I signed those papers, and I got my pension. I'll get it soon enough. The money's in the account, I can see it. I'm not stupid, though, you know. That's a pretty common misconception. I'm not stupid. I can read the reports. I know that they don't think I will live past 65. But what do they know? They are not gods. They can't predict the future.

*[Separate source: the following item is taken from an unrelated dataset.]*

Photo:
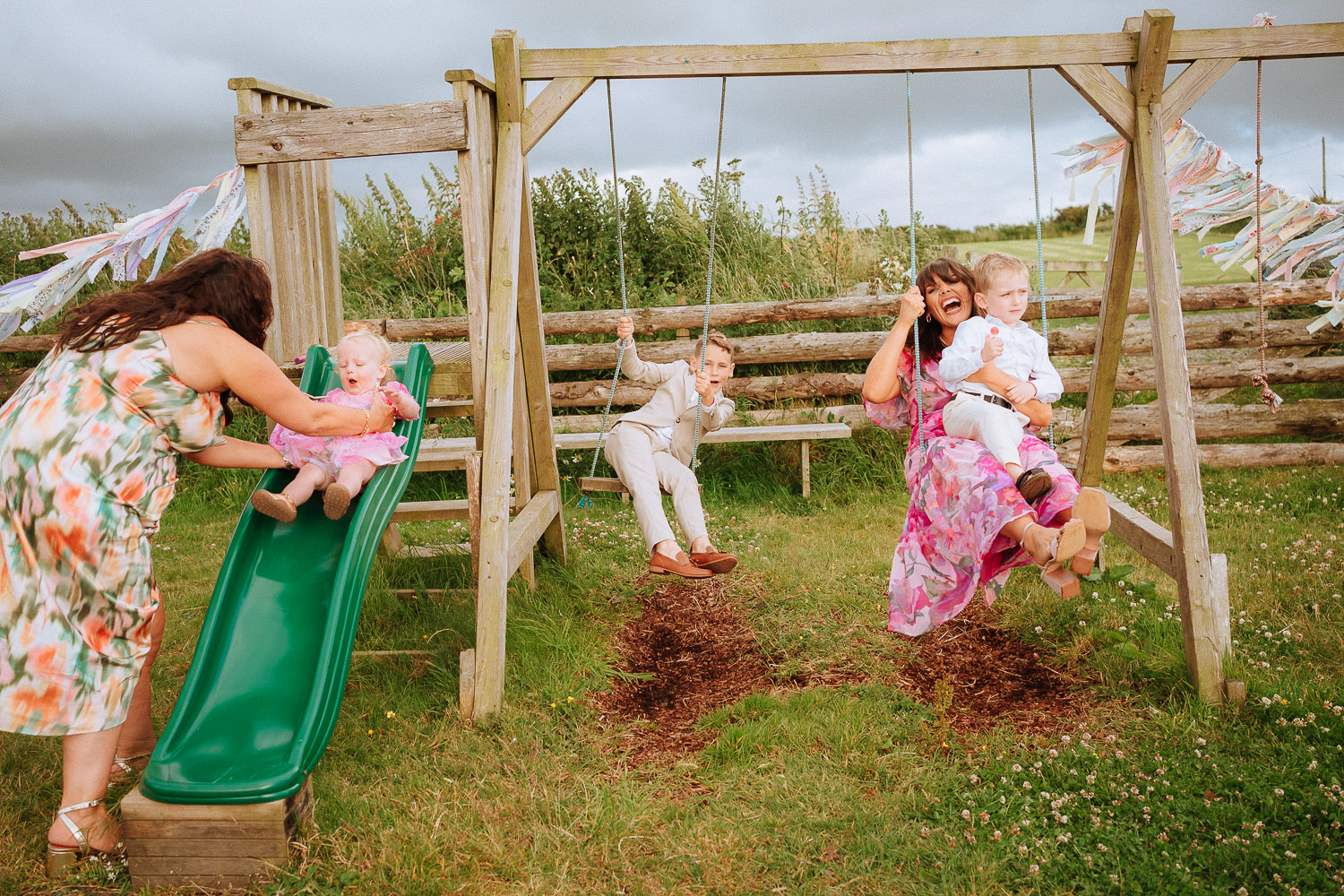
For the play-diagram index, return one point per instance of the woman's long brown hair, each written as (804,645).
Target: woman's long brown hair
(218,282)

I eat right. I exercise. I'm slim and trim and I have just one goal. I'm going to live to be a hundred. We all are. We all have our pensions, guaranteed from birth. That's what the report said. We're going to live to be a hundred, and I'll be the first. I'll show the hundreds of thousands, the millions, the tens of millions, show them all the way.

They'll stop making us, but then it'll be too late. We'll come up from the underground, and oh ... not do anything much. I will not remake the world with my doing, I will only remake it with my being. We'll live to be a hundred, and sit at desks behind the doors of tiny rooms. And we'll scratch away at keyboards. But we'll own the desks, and the rooms and the keyboards. We'll own everything.

You're smiling at me, and I know that you're thinking about all the little Teds sitting perfectly quiet for hours at a time, knowing that if they make a move they definitely won't get to eat, and knowing that even if they don't move, they still might not get to eat.

But I will get to eat. I'll eat my fill. I know it.